Saturday, February 12, 2011

Day 6.

"your favorite superhero and why"




so im not a big super hero fan. i like watching the comic book movies and stuff, like batman and spiderman and what not, but i dont really the actual super heroes. ive never had a desire to be one of them, or even think of them much. but wizards...thats a different story. im obsessed, and whenever i read harry potter i will literally have dreams about being one of them, and im constantly wishing it could all be real and i could move to Hogwarts.and it just so happens that Luna is my favorite :] i love her quirky attributes and her simple way of seeing things.

Day 5.

since i'm way behind and super bored, i decided to knock out a lot of days in one actual day.
" A picture of somewhere you've been."

this one doesn't seem very fair, because i have gone like no where in my life. it should be "somewhere you want to go" because then i could have an album of a million pictures... but to stay true to the topic,




so i went here, its called american museum of ceramic art. i was officially obsessed the moment i entered. i even wanted to work there, but its in LA so its kinda far. but ya of the places ive gone, this little place made a huge impression on me.

Day 4.

i think i should call it like "time 4" or something like that, since it has been much more than one day since my last post. soooo....

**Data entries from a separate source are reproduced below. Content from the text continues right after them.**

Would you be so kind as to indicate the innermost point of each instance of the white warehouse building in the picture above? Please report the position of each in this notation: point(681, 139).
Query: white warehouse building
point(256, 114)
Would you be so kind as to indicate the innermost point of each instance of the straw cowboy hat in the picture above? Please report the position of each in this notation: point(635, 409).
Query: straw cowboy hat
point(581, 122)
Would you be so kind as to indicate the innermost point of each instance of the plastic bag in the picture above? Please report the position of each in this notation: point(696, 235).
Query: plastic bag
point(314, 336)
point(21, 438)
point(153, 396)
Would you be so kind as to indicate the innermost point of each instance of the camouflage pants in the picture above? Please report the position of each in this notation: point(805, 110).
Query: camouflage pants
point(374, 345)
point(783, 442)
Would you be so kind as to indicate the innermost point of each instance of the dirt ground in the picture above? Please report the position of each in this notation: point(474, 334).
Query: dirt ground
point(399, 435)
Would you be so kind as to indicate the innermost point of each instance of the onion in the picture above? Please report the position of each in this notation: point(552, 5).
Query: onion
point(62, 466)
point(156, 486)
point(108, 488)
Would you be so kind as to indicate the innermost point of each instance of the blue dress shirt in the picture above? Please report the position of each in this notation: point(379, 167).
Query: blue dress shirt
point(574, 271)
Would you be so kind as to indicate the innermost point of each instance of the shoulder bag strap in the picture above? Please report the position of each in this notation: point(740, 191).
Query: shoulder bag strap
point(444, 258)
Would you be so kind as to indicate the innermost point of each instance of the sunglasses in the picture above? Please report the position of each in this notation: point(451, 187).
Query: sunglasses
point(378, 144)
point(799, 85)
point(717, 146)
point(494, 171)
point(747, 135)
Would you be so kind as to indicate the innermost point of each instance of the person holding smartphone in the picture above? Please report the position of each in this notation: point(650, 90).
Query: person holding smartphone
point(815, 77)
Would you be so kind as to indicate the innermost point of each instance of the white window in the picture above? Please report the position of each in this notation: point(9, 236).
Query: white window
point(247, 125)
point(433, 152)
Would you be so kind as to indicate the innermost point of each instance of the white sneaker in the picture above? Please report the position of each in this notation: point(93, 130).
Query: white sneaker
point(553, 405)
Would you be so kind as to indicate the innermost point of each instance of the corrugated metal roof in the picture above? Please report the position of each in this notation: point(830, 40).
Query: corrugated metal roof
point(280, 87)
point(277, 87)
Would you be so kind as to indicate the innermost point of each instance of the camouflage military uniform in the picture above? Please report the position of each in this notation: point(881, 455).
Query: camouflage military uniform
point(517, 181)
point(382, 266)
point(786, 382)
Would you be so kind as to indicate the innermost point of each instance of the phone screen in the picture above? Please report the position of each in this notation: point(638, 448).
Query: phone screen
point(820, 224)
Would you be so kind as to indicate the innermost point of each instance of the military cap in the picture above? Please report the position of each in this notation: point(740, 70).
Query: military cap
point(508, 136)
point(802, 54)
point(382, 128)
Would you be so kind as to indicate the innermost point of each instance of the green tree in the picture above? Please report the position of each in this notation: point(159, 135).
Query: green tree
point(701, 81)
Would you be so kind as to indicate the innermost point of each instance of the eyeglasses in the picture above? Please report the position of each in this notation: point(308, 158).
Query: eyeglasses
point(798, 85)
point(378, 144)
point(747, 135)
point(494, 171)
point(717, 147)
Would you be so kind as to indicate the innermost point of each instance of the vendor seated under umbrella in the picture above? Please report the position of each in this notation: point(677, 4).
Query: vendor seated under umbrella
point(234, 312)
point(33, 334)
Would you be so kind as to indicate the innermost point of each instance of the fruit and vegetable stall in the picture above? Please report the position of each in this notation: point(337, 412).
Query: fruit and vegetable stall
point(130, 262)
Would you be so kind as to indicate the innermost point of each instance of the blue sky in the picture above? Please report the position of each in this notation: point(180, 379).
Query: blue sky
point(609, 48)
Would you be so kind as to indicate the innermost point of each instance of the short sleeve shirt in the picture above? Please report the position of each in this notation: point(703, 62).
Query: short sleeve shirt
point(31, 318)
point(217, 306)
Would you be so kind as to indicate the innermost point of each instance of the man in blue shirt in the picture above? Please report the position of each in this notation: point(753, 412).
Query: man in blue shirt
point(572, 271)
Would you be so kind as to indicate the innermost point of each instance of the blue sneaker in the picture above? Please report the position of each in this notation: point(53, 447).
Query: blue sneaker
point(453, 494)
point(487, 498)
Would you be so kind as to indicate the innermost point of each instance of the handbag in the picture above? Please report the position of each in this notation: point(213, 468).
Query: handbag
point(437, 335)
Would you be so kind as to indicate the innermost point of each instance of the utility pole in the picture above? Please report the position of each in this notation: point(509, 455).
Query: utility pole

"a habit you wish you didn't have"

well i have a few, but my main one is procrastination. i will literally put something off until the last possible moment. cleaning, papers, homework,waking up and everything else i cant think of the moment. if its on my to do list (i actually don't have one, but figuratively speaking) it will be pushed of as long as possible. while i have many undesirable habits, this is the one that affects my life the most. it sucks.